Kubernetes Upgrade Strategy
A Kubernetes cluster is usually meant to last for years. However, Kubernetes versions are supported for one year, so the cluster needs to be regularly upgraded. This is a great opportunity to adopt a continuous upgrade strategy, which will contribute to limit Technical Debt on the long run.
Two strategies are possible: in-place upgrades or greenfield (aka blue/green).
A greenfield approach avoids dealing with complex Kubernetes upgrades by reinstalling the cluster from scratch for every upgrade.
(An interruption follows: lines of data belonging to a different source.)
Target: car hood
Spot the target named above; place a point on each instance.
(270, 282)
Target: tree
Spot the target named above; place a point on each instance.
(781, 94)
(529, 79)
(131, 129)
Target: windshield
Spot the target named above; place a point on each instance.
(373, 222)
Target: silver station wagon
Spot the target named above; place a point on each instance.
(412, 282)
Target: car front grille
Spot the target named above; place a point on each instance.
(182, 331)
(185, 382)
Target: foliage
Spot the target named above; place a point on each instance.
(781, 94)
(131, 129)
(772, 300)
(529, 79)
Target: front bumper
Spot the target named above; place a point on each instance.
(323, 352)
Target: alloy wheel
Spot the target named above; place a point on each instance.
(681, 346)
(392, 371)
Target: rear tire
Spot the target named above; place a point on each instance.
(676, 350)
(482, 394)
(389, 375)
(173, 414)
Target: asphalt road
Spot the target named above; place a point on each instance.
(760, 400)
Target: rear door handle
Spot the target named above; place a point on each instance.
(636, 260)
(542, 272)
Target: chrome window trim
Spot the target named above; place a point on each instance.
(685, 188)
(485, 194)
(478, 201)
The automation brought by the DevOps Stack makes it easy to adopt a greenfield approach, since the whole stack is managed as code.
The DevOps Stack allows you to have one cluster per git branch (using one Terraform workspace per branch), so both strategies are possible.
Below is a comparison of the two approaches.
The In-place upgrade strategy consists in upgrading the Kubernetes cluster while it is running.
Something could go wrong during the upgrade, requiring to reinstall and redeploy everything from scratch,
To mitigate this risk, set up a lab infrastructure with the exact same upgrade paths to test the upgrade on it beforehand,
Hardly ever tested disaster strategy.
Green field Upgrade
No risk to break cluster on upgrade,
Major infrastructure changes possible without risking to break something (change Ingress Controller, switch to Service Mesh, change your network allocation plan…),
Disaster recovery strategy tested on every upgrade.
New challenges for data persistence: RWO volumes can’t be attached to both cluster at the same time,
May require to synchronize some auto-generated objects to the new cluster (Secrets containing ServiceAccounts tokens if used outside cluster, Secrets containing Certificates generated by cert-manager, PersistentVolumes and PersistentVolumeClaims generated by StorageClasses…),
Requires a fully automated deployment strategy (which is a good thing).
A "blue" branch and a "green" branch. Deploy a brand new cluster on the inactive branch, test everything and once happy, switch the DNS or a frontal Load Balancer to the inactive cluster that becomes the active one.
When adopting a blue/green strategy, static resources —such as VPC, RDS or ElastiCache if you are on AWS— need to be declared in a separate Terraform project.